Is Yoga An Exercise?

Ever thought that doing yoga is equivalent to daily exercise while rolling your mat? Many of us know that asanas are a good way to reduce stress and stretch your muscles. But doing asanas, Surya Namaskaras, ashtangas actually qualify as a workout? Yoga may not exactly qualify to be equal to a workout, but has its own set of benefits for the body. Yoga asanas are great for all body parts and various ailments. By doing asanas one can burn calories if done at a faster pace. It need not necessarily be about burning calories; it could just be about improving overall flexibility and mental health.

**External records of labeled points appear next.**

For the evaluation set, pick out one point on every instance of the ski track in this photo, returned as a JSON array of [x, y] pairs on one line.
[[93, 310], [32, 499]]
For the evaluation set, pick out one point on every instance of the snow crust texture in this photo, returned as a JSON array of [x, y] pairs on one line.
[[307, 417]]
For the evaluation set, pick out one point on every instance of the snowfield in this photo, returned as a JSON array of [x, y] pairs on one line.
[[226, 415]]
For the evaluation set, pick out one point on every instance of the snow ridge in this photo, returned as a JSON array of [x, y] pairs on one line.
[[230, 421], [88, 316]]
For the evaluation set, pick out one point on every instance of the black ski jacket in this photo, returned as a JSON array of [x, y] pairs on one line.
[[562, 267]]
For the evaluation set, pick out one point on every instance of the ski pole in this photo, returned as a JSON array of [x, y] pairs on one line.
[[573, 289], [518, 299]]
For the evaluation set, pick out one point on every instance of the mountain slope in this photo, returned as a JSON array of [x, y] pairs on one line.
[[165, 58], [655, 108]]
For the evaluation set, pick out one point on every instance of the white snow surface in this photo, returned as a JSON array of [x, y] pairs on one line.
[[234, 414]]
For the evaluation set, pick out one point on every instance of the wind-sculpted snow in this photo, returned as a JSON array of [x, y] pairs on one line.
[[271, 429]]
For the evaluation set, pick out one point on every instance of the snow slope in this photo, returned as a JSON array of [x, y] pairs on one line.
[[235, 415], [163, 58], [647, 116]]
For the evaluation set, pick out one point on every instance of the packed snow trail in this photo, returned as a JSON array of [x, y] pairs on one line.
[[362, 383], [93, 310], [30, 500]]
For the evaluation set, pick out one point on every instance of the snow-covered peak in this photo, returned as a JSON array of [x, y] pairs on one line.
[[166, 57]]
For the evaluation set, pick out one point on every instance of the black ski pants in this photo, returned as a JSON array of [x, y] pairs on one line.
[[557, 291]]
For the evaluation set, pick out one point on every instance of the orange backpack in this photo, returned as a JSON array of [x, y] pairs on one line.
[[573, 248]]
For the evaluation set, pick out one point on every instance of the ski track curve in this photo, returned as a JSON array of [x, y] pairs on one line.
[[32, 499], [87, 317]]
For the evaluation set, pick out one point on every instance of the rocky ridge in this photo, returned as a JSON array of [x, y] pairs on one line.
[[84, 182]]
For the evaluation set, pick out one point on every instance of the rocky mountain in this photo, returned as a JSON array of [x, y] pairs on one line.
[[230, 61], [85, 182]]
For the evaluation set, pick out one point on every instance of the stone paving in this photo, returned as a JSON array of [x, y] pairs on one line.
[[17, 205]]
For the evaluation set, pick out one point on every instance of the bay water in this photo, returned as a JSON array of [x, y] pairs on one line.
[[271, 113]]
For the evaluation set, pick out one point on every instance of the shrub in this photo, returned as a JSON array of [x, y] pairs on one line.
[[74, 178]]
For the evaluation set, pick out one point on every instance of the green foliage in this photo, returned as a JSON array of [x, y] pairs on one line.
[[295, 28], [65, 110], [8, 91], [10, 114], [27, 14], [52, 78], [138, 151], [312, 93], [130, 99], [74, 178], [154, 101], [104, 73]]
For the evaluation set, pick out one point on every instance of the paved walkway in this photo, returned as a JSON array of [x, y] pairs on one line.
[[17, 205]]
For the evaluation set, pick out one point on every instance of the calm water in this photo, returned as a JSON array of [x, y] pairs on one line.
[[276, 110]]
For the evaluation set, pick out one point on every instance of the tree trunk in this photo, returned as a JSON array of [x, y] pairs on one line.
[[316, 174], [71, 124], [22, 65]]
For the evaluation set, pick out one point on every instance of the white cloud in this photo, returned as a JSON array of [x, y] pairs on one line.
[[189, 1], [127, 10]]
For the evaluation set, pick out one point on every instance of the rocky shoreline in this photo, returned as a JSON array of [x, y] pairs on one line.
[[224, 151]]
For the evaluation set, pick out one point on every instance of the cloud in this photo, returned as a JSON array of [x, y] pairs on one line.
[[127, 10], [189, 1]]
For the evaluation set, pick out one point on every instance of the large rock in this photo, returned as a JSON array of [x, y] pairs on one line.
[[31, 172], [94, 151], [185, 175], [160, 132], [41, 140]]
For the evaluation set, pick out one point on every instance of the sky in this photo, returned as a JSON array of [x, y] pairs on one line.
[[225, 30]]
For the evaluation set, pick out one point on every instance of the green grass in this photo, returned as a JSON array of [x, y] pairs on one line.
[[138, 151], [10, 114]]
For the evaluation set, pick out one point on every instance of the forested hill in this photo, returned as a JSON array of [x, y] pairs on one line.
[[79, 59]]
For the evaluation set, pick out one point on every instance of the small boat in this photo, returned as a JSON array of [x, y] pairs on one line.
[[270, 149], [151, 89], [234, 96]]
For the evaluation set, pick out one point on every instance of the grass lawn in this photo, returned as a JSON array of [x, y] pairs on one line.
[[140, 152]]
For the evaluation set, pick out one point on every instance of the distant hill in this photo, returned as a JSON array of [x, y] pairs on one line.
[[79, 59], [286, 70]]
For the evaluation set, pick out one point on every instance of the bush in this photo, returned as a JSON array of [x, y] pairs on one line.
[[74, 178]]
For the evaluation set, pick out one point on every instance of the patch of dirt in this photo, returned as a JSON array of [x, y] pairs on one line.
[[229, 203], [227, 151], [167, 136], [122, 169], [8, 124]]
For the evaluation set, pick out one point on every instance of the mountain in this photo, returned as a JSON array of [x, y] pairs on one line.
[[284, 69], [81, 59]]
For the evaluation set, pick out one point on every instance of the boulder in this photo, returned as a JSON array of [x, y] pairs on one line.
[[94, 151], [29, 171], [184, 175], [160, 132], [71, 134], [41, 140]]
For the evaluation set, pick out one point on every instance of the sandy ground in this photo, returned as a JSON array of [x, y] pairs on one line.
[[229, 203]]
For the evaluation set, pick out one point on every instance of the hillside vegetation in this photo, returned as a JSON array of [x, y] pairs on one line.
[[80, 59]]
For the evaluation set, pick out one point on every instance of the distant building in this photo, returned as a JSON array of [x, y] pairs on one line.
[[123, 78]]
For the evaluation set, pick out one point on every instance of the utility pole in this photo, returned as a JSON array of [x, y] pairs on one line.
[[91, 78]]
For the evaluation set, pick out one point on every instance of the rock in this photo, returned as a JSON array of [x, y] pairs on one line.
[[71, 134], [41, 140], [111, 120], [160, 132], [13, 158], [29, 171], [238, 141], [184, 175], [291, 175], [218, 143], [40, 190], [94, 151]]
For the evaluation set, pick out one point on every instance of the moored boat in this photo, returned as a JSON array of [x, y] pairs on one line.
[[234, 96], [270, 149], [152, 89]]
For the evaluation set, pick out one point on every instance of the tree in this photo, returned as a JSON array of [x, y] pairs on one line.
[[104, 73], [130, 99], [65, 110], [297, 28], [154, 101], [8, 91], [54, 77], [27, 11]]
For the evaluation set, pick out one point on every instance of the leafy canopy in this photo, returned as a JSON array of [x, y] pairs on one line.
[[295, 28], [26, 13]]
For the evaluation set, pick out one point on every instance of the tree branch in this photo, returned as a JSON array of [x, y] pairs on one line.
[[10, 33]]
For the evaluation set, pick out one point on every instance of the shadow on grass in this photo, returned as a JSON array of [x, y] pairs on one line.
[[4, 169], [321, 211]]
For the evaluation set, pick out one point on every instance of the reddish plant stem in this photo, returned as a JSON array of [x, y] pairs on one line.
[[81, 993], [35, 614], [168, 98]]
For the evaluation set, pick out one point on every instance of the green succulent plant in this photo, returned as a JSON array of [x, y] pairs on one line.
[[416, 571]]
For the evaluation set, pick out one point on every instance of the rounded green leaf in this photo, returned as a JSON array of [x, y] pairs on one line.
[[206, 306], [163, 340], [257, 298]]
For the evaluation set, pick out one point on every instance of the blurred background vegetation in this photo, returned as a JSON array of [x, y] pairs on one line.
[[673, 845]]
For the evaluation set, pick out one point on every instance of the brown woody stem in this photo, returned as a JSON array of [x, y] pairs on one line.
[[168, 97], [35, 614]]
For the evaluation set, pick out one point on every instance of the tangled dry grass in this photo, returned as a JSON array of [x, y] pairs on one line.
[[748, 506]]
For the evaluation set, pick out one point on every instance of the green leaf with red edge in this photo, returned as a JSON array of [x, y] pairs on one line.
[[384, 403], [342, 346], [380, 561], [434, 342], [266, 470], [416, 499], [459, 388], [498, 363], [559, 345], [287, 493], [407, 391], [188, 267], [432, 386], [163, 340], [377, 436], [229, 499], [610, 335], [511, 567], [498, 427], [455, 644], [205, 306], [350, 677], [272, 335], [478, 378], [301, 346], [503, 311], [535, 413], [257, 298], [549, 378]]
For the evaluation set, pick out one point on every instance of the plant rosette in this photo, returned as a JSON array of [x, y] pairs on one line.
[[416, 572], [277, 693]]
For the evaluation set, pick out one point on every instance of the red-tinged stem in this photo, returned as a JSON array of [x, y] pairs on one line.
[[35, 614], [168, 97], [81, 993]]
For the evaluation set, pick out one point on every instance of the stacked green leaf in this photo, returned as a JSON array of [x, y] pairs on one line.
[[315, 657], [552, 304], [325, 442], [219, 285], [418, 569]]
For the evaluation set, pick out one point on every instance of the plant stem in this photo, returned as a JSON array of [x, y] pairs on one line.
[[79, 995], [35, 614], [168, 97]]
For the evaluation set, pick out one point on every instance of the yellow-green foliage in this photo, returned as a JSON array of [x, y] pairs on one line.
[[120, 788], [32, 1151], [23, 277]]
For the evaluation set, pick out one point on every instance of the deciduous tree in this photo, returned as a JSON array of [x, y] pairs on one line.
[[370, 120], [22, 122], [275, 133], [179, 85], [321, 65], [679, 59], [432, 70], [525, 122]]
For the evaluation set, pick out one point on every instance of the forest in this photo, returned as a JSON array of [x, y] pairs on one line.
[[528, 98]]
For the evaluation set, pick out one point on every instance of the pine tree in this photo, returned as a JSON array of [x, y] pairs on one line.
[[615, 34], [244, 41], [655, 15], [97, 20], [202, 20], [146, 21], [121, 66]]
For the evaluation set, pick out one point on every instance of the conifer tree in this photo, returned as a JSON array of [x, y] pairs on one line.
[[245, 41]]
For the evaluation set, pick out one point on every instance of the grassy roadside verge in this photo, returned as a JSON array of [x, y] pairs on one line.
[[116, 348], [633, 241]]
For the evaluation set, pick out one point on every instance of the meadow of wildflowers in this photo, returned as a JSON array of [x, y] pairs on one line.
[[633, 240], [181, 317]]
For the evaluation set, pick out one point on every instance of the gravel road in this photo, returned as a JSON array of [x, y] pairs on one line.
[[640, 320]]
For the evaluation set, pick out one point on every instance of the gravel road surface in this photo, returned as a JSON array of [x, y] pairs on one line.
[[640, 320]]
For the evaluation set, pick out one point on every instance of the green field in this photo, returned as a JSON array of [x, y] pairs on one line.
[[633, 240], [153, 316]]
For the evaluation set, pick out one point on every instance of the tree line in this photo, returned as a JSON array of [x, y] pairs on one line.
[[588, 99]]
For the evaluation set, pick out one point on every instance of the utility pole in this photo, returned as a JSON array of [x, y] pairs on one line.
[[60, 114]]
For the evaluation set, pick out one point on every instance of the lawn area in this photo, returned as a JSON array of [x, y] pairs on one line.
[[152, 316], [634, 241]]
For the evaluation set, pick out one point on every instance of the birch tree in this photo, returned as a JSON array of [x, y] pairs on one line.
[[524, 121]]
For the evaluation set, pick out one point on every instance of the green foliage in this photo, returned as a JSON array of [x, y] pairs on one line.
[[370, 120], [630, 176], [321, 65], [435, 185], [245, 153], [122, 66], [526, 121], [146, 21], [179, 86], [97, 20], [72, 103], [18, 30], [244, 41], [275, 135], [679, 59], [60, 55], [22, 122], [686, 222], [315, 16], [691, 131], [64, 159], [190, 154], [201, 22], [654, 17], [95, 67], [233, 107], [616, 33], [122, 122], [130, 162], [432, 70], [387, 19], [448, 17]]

Related read: Yoga – For Body & Spirit

Instead of doing 150 minutes of moderate physical activity or exercising more to achieve personal health and wellness. Adding a yoga class to our daily routine accomplishes the goal. By doing asanas we burn calories, but there is a difference between changing the poses to holding to a single pose. It is not only about burning calories. It is much more. Let us know more about yoga exercises in this article.

Is Yoga Enough?

For anyone new to exercise, yoga is enough and it caters to all required elements for a healthy lifestyle. While some practices work towards calorie loss, some work towards physical/mental strength and some others work towards endurance. People who are willing to stay fit and gain strength will incorporate other activities eventually. Yoga is not sufficient for people who are using it as a sole form of fitness. It does not fulfill the necessary requirements for physical fitness goals. Like exercise, yoga has no upper-body pulling movements that are considered a functional movement pattern. Instead, yoga helps to maintain an upright posture, especially as one age.

Muscle Strengthening Through Asanas

Do only machines or free weights help you get muscle mass? It is not true completely, doing yoga regularly can also improve muscle mass. Many postures help us gain muscle mass. Asanas such as tree pose, warrior pose, horse pose, boat pose, side plank, upward plank pose, and Surya namaskars help in improving muscular mass. These poses are a type of bodyweight training in which you utilize your body weight as resistance. These postures can challenge and strengthen muscles simply by leveraging our body weight.

Is Yoga An Aerobic Exercise?

Everyone has a unique heart rate depending on their age, health, and how to fit they are. Moderate and vigorous exercises vary from person to person. A healthy adult has a target heart rate of about 50% – 70% of the maximum heart rate for moderate-intensity exercise. Whereas, for vigorous exercise, the target heart rate is about 70% – 85%. Asanas are not necessarily aerobic exercises similar to walking, running, biking, or using an elliptical machine. The target heart rate while doing asanas ranges between 60% – and 70% which is similar to moderate exercise. Classes that focus more on mindfulness and restoration may not get the heart rate up as much as more athletic classes that are designed to keep us moving.

Yoga postures like ashtanga, Hatha, and gentle yoga elevates a moderate amount of heart rate. People doing ashtanga had an increase of about 30 beats per minute. Whereas Hatha and gentle yoga increase 15 beats per minute. Depending on the age and resting heart rate, the amount of activity is enough to count as moderate exercise, but not for others. But doing asanas doesn’t mean it is not worthwhile. It is still activity but it is less intense than something that gets your heart rate up more. Because our heart is a muscle and when we challenge it by elevating heart rate it will get stronger, anything that does that is helpful.

Benefits of Asanas

  • Flexibility: Doing asanas will stretch your muscles. They can help you feel less stiff or stressed and move better.
  • Strength: Asanas such as ashtanga and power yoga are very physical. Practicing these forms helps in gaining muscular strength. Not only do many forms improve our muscle strength.
  • Posture: With more strength and flexibility our body gets a good posture. Many standing and sitting postures develop core strength. They also help our body awareness like noticing slouching or slumping.
  • Breathing Benefits: Asanas involves paying attention to breathing which helps us relax. It may also call for specific breathing techniques.
  • Less Stress: After completing your yoga exercise session you feel more relaxed and less stressed. Some of the postures use meditation techniques that help calm the mind.
  • Good for Heart: Yoga is well-known for lowering blood pressure and slowing the heart rate. A slower heart rate can benefit people with high blood pressure and heart diseases. It improves our immune system function and reduces cholesterol and triglyceride levels.
Also read: Health Benefits of Early Morning Yoga

So does yoga count as exercise? Maybe not in terms of the cardiovascular workout we need. But our health is much more than just cardio. Like thinking about flexibility, emotional health, and creating a strong core and balance. There is no such exercise that checks all these other boxes. So finding a yoga that complements our life as opposed to just being an extension of the things we are already doing is a helpful way to look at it.